Nouvelle écrite par Maud Pierrard, en 3ème au collège Les deux vallées, Montherme (88)

Pourtant, ce matin là, après un petit déjeuner tardif, elle décida de franchir le pas. La motivation la gagna pour de bon lorsqu’elle essaya sans succès de réveiller Gabrielle. Anna quitta ses pantoufles et chaussa une paire de bottines usées. Elle ouvrit la porte de la bibliothèque de sa grand-mère chez laquelle elle vivait depuis l’accident qui avait coûté la vie à ses parents. Elle marcha jusqu’au dernier rayon et inspira à fond. Anna écarta avec précaution les livres et dégagea une petite ouverture juste assez grande pour lui permettre de passer. Il ne fallait pas réfléchir ; elle s’engagea la tête la première et poussa sur ses coudes pour franchir le rayon. Une fois debout elle sentit une vague de chaleur : Anna était de l’autre côté.

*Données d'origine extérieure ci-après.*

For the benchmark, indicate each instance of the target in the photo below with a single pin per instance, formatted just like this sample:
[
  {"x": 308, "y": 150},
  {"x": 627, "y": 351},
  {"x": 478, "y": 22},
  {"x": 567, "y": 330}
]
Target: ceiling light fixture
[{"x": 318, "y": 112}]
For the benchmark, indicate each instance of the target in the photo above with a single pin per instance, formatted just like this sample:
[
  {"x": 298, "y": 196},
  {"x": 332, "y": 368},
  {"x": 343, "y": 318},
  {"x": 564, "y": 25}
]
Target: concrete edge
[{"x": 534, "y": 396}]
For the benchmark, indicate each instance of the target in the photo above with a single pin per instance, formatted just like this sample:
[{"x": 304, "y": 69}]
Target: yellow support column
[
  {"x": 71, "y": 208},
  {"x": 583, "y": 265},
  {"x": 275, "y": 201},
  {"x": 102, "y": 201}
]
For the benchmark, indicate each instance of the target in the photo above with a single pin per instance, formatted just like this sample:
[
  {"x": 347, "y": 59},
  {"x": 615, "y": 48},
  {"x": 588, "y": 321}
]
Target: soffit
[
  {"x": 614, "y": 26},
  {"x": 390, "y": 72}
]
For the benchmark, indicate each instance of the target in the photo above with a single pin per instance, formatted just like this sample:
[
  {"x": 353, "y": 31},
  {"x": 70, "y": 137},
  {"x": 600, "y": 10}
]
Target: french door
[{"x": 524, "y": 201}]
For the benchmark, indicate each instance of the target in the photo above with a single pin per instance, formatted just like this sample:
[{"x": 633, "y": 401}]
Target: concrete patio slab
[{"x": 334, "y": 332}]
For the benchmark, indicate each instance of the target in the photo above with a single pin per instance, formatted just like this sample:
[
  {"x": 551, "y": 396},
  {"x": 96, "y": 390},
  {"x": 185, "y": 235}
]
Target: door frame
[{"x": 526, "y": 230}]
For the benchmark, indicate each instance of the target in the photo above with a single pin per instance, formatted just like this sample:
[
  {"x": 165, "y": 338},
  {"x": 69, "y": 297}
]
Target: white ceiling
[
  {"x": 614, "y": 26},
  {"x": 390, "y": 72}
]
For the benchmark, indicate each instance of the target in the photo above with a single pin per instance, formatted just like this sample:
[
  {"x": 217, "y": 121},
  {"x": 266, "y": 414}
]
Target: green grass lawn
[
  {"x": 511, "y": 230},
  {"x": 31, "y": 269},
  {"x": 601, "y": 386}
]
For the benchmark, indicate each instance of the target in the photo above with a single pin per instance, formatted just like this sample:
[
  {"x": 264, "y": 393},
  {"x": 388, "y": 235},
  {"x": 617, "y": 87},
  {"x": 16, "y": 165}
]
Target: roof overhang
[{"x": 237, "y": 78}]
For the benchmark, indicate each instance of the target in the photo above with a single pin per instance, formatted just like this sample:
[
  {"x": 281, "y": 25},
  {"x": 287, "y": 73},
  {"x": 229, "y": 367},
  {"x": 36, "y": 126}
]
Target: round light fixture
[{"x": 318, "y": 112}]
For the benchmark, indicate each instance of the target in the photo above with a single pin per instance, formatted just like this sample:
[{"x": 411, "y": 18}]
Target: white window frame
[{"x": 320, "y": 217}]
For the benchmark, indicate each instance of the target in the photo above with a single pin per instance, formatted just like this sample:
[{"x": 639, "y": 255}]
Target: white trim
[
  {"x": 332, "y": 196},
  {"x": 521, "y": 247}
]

Elle fut surprise de constater qu’elle pouvait s’y rendre physiquement. Elle était très déstabilisée par ce transfert énigmatique. Etait-ce le vrai monde ? Ou était-ce une reproduction de la réalité dirigée par ses seules pensées ? La deuxième hypothèse était la plus plausible mais Anna admit que ce ne pouvait être le fruit de son imagination, tant cela paraissait réel.

La chaleur devint oppressante. L’azur très pur du ciel valorisait les terrasses et mezzanines qui s’élevaient à sa rencontre. Elle se trouvait sur une place où se pressait toute la petite population de la ville de Shalingappa. Le brouhaha et le désordre étaient dus au marché installé pour quelques jours. Les sens en ébullition, Anna observa avec émerveillement les étalages de fruits exotiques, les couleurs vives des étoffes, des légumes variés ou encore une mule récalcitrante qui bloquait le passage. Les indiens que la jeune fille croisait, alliage de peau sombre et de dents blanches, la dévisageaient avec une pointe d’insistance. Anna troqua son pull contre une chemise blanche, commune à presque tous les habitants. Elle déambula dans le marché et fut surprise quand elle vit une voiture. La route défoncée passait juste devant. Les charrettes se mêlaient aux automobiles retapées et aux motos pétaradantes ; un policier maintenait un semblant d’ordre dans la circulation.

Un jeune garçon transportait des régimes de bananes vertes. Soudain un car militaire doubla une vieille Peugeot et fonça sur le gamin. Le conducteur ne put l’éviter et le projeta à trois mètres de là, tel un vulgaire pantin. L’accident s’était déroulé juste sous les yeux du policier qui poussa de grands coups de sifflet afin d’arrêter le véhicule. Il demanda au responsable de sortir et se précipita vers le garçon. L’agent de sécurité s’agenouilla un instant mais se releva pour parler au militaire. Une discussion animée s’engagea entre les deux hommes. Finalement le soldat, haut gradé, profita de sa condition pour repartir à bord de son engin. Anna rejoignit la foule qui se pressait autour du jeune indien, atteint à la jambe. La blessure lui souleva le cœur : il aurait eu besoin de se faire soigner à l’hôpital. Le policier donna des ordres brutaux et dispersa la foule. Seule Anna resta. L’officier, voyant sa peau claire, n’insista pas pour la faire partir. Anna savait que l’anglais était parlé presque partout en Inde. Pressée, elle dit :

« Il faut vite le secourir ! Vous ne voyez pas qu’il souffre ?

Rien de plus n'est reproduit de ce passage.